Baez Drops Bombs In Chattanooga
Javier Baez is a beast. How’s that for scouting? Seriously, seeing him punish baseballs in Chattanooga last Sunday reminded me of scouting Xander Bogaerts, Yasiel Puig and other impact prospects with the bat. Baez’ power was not quite Stanton-like, but plus power from the shortstop position is a rarity. Baez is a physical player who used uncanny brute force for his size. Four at bats resulted in three lasers including a double down the left field line and towering home run to left-centerfield.
And while I expected to see the bat, Baez’ glove was even more surprising. At shortstop, he had fluid motions and plenty of arm strength for the position. Is he going to range deep in either hole to make highlight reel plays? Probably not, but a shortstop who is able to field everything in front of him and make the routine throws has value – especially when it’s a 25-plus home run bat. If one can view Bogaerts as a legitimate shortstop at the Major League level, then Baez deserves the benefit of the doubt too.
I know prospect followers freaked when Baez struggled out of the gate, but he consider the ship righted. Yes, the strikeouts are high, but I trust they’ll come down once Baez tweaks his set up a bit.

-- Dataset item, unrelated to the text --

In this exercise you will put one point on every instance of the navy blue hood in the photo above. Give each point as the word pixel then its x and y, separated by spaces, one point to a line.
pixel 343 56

Everything he does in the batter’s box is loud, and Baez will eventually learn to quiet timing mechanisms while maintaining bat speed.

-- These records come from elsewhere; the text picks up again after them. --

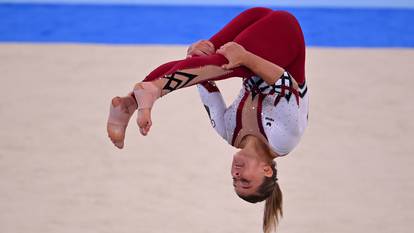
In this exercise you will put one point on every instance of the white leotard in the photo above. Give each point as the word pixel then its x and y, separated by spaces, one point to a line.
pixel 281 117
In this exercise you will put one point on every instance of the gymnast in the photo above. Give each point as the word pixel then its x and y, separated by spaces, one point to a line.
pixel 266 49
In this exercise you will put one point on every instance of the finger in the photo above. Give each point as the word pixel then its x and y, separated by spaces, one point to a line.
pixel 229 66
pixel 225 66
pixel 199 53
pixel 204 48
pixel 210 44
pixel 207 49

Back in 2011, I wrote about Bryce Harper having a long swing plane, but that it didn’t really matter because his bat speed was so special. Baez has me thinking along the same lines. In game action, Baez’ swing appears long – especially in the back, but I don’t think it will matter much. The power will play.
In dynasty formats, Baez is a bat to build around. The home runs and run production will be there and he’ll be elite if he can maintain a batting average of .270 or higher. The downside is if Baez can’t contain the strikeouts, his batting average will wane. This would result in a triple slash line similar to JJ Hardy.
I also came away impressed with Arismendy Alcantara (again). At second base, he showed plus range for the position and appeared comfortable with the position switch. Throughout the game, Alcantara’s physical appearance reminded me of Michael Bourn. At the Major League level, I trust Alcantara will hit with enough power to push double-digit home runs while contributing 20-30 stolen bases, or more. An above average regular is definitely a possibility.
For fantasy purposes, Alcantara will be a player to target as he approaches a call up. Like Jonathan Villar, Wilmer Flores or Chris Owings who I’ve discussed acquiring in previous newsletters, Alcantara is solid prospect who’ll gain value as a promotion becomes more likely. This can be said about any prospect, but remember it’s a risk-vs.-reward venture.
A player like Byron Buxton is worth owning from day one because the reward is great enough to use a roster spot and wait for multiple years. Alcantara is not this type of player. In his case, it’s time to buy when the risk of his being a big leaguer is nil because the reward is limited. Right now, I wouldn’t spend a roster spot on Alcantara to stash him through the off-season.